For breakfast after early-morning exercise, Gail usually eats four egg whites with cheese and onion and an apple. Lunch is usually a salad with protein or a sandwich on light bread. For snacks throughout the day, Gail grabs yogurt or veggies with hummus. Dinner varies, but is usually a protein with veggies. When she has the urge for something sweet, she indulges in Skinny Cow Caramel Truffles.

Gail has learned to distinguish between emotional and physical hunger. Now, when she feels hungry emotionally, she makes a cup of hot tea with some sweetener and a drop of creamer. "It's an indulgence that's low in fat and calories, but allows me to sip slowly, get the sweetness I crave and think about why I felt the need to eat in the first place."

That doesn't mean every day is easy. Gail faces her share of challenges, particularly when she travels for business, attends social events or has a tough or stressful day. A self-described sugar addict, she still struggles to avoid her trigger foods and control her daily cravings. When temptation looms, she uses these strategies to stay focused:
  • Staying active. Gail squeezes exercise into her schedule as often as possible to stay on track and feel good.
  • Eating mindfully. Although she's not perfect, Gail tries to be mindful about what she puts into her body. "There are always healthier options, in every situation," she says.
  • Indulging once in awhile. Gail believes that to deny yourself is to set yourself up for failure. "If you want to have some ice cream, eat a lower-fat option or a much smaller portion, so you don't feel deprived," she suggests. "Depravity can lead to binging, and then the cycle continues.

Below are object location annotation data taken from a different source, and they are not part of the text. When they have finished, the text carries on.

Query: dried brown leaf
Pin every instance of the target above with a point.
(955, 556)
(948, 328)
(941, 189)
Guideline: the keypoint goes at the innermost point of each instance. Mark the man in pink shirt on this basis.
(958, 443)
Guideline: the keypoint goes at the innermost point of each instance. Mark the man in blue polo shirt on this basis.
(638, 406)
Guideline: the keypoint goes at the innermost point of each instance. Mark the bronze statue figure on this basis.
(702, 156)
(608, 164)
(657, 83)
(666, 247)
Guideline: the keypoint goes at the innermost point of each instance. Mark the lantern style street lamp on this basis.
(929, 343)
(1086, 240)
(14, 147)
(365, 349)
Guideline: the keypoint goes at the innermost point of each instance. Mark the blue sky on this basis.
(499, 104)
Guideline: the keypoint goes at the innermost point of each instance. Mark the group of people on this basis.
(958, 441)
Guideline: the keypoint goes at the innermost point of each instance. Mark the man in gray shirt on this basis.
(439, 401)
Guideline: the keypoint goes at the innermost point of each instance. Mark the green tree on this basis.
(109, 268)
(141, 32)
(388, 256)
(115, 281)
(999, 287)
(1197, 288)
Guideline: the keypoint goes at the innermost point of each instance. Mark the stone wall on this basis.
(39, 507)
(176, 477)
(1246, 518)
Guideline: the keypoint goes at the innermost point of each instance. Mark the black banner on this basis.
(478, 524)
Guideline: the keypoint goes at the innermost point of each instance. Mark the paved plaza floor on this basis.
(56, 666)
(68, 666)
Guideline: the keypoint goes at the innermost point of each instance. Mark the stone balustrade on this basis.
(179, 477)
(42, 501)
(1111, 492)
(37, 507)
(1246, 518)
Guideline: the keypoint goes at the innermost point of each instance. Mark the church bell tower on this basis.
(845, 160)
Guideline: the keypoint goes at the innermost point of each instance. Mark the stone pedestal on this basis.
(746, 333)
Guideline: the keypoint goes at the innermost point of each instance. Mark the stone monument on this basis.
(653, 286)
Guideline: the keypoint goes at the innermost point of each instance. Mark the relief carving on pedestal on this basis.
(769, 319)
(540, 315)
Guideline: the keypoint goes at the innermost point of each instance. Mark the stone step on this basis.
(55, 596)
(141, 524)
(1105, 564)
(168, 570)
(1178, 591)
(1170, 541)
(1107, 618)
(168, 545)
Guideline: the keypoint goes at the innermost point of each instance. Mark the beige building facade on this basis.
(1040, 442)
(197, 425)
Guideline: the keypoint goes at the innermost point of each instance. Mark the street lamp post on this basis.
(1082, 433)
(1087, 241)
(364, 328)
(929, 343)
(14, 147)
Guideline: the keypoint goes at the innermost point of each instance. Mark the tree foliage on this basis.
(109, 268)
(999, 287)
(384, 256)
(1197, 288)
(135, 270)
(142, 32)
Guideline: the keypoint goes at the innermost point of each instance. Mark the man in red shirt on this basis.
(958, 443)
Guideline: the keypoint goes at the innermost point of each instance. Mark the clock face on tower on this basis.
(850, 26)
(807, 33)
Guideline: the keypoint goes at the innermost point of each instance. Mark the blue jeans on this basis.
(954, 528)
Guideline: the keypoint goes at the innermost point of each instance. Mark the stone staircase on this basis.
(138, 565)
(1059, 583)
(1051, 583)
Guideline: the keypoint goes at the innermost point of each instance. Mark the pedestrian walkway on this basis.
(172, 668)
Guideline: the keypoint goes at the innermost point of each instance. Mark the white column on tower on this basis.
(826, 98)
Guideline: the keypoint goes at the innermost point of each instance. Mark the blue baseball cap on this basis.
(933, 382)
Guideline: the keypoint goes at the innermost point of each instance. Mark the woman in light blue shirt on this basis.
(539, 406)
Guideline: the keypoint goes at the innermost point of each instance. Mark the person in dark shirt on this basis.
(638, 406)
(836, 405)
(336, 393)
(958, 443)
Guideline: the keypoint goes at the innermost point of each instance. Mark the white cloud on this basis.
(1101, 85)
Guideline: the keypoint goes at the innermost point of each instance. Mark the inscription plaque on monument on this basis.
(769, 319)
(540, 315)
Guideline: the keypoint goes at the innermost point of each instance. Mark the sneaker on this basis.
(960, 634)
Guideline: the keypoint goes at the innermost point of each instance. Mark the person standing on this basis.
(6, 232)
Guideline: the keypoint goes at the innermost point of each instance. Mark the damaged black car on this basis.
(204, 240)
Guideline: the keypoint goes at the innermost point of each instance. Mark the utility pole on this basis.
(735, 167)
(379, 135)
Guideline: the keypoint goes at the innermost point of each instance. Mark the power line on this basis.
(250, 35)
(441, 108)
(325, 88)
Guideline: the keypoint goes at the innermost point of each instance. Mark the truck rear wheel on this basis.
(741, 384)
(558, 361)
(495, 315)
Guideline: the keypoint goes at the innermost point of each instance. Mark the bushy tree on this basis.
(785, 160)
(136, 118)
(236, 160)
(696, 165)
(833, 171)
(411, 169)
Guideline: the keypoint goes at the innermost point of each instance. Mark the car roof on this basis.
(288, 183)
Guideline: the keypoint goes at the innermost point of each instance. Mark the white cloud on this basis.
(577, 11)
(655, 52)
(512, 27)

The key is to learn to indulge periodically."
  • Having faith in her ability. "Your mindset will make a huge difference throughout this process," says Gail. "Believe you can do this and you will."
"When you have weight to lose, whether it's 20 pounds or 100, the thought of going down that path can feel overwhelming."

For Gail, the biggest surprise in her weight-loss journey was that losing more than 100 pounds wasn't as difficult as she'd anticipated. "I ate what I wanted, exercised and never gave up on myself," she says. "I set small goals and rewarded myself along the way."

Aside from the weight loss, Gail's biggest accomplishment has been learning to care about herself. After so many years of putting the needs of others first, she's finally prioritizing her own wellness, which includes exercise and healthier food choices.

"Every day, I make a conscious effort to get to the gym, eat my proteins and stay away from my trigger foods," she says. "And every day, I remind myself how good I feel and how healthy I've become, so I'm less likely to reach for the cookie or sleep in and skip my spin class."

For those just starting their own journeys, Gail's advice is to start with a single decision. "Once that commitment is made, follow through by eating mindfully, tracking calories and moving every day, and you'll succeed."